Она повернулась, так что мы могли обвить друг яруга, и, когда я поцеловал ее, ее зубы разомкнулись. В голубом свете, в котором поблескивал за окном снег, мы прижались под пологом из одеяла рассказывая друг другу о своей неясно какой учебе и еще более неясных впечатлениях о книгах, друзьях, спорте, растениях, предпочтениях, политике, религии и оргазме.
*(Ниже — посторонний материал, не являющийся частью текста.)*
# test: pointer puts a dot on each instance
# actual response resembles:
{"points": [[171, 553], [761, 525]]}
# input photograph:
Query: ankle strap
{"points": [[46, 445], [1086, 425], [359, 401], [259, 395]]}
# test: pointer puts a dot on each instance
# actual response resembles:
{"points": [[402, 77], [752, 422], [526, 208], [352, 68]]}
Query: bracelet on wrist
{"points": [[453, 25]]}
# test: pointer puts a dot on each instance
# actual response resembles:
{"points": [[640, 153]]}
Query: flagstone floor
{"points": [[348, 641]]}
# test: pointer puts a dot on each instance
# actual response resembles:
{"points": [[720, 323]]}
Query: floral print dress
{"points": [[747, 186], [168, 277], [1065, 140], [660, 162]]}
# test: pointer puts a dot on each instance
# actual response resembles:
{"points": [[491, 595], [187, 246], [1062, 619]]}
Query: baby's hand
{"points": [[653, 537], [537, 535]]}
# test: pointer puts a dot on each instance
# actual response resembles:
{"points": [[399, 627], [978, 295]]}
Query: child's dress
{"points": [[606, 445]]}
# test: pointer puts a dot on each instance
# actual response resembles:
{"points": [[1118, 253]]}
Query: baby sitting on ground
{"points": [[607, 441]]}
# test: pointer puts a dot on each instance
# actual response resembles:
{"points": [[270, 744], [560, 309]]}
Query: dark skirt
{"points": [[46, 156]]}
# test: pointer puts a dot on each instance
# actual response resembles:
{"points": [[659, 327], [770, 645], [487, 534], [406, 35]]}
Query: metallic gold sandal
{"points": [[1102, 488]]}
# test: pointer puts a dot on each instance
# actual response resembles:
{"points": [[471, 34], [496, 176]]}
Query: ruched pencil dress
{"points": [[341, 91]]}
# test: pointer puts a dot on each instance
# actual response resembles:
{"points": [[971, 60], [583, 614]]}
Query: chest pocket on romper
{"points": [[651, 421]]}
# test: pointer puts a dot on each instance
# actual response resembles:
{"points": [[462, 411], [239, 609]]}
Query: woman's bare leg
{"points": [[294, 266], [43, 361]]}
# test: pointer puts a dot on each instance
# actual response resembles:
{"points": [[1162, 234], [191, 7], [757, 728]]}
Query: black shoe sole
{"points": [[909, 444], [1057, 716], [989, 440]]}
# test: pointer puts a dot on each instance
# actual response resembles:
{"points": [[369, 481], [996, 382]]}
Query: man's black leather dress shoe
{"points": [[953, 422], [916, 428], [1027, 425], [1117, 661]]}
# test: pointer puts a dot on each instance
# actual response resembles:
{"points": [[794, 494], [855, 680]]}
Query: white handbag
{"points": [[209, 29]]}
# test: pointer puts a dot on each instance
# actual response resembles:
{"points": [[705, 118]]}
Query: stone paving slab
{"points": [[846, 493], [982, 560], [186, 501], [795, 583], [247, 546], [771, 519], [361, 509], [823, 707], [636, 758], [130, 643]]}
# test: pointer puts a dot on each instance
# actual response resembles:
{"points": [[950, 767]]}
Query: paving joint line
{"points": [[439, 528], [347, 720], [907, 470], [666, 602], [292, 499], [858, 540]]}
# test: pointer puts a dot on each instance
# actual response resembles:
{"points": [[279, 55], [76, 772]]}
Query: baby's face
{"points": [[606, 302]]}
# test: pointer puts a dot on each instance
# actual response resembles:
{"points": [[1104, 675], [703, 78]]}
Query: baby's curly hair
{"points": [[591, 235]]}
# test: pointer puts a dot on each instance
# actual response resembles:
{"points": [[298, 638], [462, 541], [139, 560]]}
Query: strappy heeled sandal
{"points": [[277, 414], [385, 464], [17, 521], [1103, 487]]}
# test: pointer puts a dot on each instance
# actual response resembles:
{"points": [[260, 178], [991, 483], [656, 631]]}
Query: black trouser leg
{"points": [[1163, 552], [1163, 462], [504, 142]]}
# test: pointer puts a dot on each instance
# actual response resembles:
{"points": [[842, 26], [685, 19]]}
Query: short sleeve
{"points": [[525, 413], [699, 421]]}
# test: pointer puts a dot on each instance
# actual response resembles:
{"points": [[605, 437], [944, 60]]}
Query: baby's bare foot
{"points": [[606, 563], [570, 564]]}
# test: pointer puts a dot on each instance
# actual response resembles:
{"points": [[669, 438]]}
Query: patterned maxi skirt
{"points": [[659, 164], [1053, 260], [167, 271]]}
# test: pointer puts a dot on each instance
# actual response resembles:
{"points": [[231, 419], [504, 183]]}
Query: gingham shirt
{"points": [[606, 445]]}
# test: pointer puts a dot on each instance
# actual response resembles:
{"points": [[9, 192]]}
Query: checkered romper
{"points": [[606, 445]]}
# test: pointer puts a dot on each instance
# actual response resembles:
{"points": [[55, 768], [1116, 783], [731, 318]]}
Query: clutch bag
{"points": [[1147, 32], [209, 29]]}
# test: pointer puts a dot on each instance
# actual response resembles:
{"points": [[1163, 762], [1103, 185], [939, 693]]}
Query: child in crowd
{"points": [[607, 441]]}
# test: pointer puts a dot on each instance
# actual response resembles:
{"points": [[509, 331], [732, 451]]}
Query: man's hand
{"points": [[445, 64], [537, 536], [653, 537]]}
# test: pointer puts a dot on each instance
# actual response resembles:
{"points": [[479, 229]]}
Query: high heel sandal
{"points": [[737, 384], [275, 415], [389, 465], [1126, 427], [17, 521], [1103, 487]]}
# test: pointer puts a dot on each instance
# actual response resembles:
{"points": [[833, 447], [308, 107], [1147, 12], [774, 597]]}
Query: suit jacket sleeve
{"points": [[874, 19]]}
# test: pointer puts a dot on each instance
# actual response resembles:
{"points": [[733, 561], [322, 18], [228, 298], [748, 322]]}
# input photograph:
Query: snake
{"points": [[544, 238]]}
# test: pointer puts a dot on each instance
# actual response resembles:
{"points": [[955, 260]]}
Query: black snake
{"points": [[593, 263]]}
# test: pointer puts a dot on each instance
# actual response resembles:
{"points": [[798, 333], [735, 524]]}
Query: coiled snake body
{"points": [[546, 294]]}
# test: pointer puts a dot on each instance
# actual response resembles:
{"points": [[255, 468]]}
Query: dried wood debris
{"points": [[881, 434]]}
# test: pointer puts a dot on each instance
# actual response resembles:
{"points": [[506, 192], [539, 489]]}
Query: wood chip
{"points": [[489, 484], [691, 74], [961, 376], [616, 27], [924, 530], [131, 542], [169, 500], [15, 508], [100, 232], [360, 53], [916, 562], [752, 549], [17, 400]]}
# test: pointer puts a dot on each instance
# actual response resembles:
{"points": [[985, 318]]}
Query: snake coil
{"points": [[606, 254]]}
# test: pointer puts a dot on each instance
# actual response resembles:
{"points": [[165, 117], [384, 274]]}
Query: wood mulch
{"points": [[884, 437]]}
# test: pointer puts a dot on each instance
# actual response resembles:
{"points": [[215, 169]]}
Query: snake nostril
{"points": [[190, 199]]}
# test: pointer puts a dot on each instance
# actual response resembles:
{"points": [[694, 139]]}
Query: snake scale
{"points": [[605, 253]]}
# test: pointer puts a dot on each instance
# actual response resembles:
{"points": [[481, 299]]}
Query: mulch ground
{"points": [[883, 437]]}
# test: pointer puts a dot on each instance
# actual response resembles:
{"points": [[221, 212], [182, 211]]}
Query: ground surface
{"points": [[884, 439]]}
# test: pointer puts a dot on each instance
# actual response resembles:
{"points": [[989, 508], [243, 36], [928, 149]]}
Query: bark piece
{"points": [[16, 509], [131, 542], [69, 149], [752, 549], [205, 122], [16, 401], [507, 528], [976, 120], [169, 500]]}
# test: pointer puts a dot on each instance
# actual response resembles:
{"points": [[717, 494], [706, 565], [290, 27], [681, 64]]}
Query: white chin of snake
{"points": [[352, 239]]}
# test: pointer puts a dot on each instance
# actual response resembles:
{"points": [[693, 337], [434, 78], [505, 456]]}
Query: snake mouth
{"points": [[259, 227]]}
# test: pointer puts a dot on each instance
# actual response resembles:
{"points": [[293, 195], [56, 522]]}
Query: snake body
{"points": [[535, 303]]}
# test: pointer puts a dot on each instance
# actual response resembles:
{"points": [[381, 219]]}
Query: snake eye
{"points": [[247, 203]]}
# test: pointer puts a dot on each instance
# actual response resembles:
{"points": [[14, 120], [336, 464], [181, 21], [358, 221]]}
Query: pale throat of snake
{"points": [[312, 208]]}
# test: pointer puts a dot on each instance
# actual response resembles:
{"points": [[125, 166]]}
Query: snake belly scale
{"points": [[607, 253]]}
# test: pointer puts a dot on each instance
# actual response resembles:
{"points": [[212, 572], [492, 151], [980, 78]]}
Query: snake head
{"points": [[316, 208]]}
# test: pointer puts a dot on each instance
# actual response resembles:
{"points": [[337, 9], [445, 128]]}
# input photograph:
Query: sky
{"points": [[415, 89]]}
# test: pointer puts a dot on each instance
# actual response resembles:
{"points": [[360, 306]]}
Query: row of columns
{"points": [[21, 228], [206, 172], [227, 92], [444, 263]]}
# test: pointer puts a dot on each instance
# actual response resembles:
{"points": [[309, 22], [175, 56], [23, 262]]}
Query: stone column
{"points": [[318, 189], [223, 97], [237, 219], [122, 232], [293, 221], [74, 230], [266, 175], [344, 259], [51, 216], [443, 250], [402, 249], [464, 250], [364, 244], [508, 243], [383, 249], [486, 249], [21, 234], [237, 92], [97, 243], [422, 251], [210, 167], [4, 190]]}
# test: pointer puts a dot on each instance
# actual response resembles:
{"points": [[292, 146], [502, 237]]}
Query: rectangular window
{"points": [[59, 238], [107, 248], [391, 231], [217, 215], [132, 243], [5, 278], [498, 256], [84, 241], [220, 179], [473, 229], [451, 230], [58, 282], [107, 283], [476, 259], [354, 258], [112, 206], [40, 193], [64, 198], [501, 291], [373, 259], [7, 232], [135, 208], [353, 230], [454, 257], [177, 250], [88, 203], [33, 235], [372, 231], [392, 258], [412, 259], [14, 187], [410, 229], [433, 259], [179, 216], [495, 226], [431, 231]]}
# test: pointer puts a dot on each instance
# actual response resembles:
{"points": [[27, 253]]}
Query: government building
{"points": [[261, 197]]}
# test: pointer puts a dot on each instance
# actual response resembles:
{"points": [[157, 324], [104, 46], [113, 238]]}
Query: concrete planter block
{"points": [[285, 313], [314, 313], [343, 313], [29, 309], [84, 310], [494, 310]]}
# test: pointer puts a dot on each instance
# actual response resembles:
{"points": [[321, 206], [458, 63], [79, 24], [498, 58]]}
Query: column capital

И под жарким одеялом (раз, два, три раза) гудение летящего низко самолета, казалось, уносило нас за пределы этой холодной комнаты, через все эти голубые мили ледника, туда, где мы взрывались, и наши обгорелые части разлетались в разные стороны, затухая, словно горящие спичечные головки в снегу. Мы лежали порознь, почти не касаясь друг друга, откинув в сторону одеяло, пока кровать не остыла и не затвердела, как снежный покров ледника. Затем мы обнялись против кромешной темноты и лежали под одеялом, словно заговорщики, пока первый луч солнца не блеснул на вершине ледника. Наконец его яркое металлическое сверкание прорезало медленные ручейки в морозном узоре на оконном стекле.
И тут в резком солнечном свете расплывчато появилась трясущаяся фигура Меррилла Овертарфа в его собственном одеяле, лицо его казалось серее городского снега, одна рука поддерживала хилый фаллос, а вторая — инсулиновый шприц с тремя кубиками мутной жидкости, чтобы привести в порядок его плохую химию.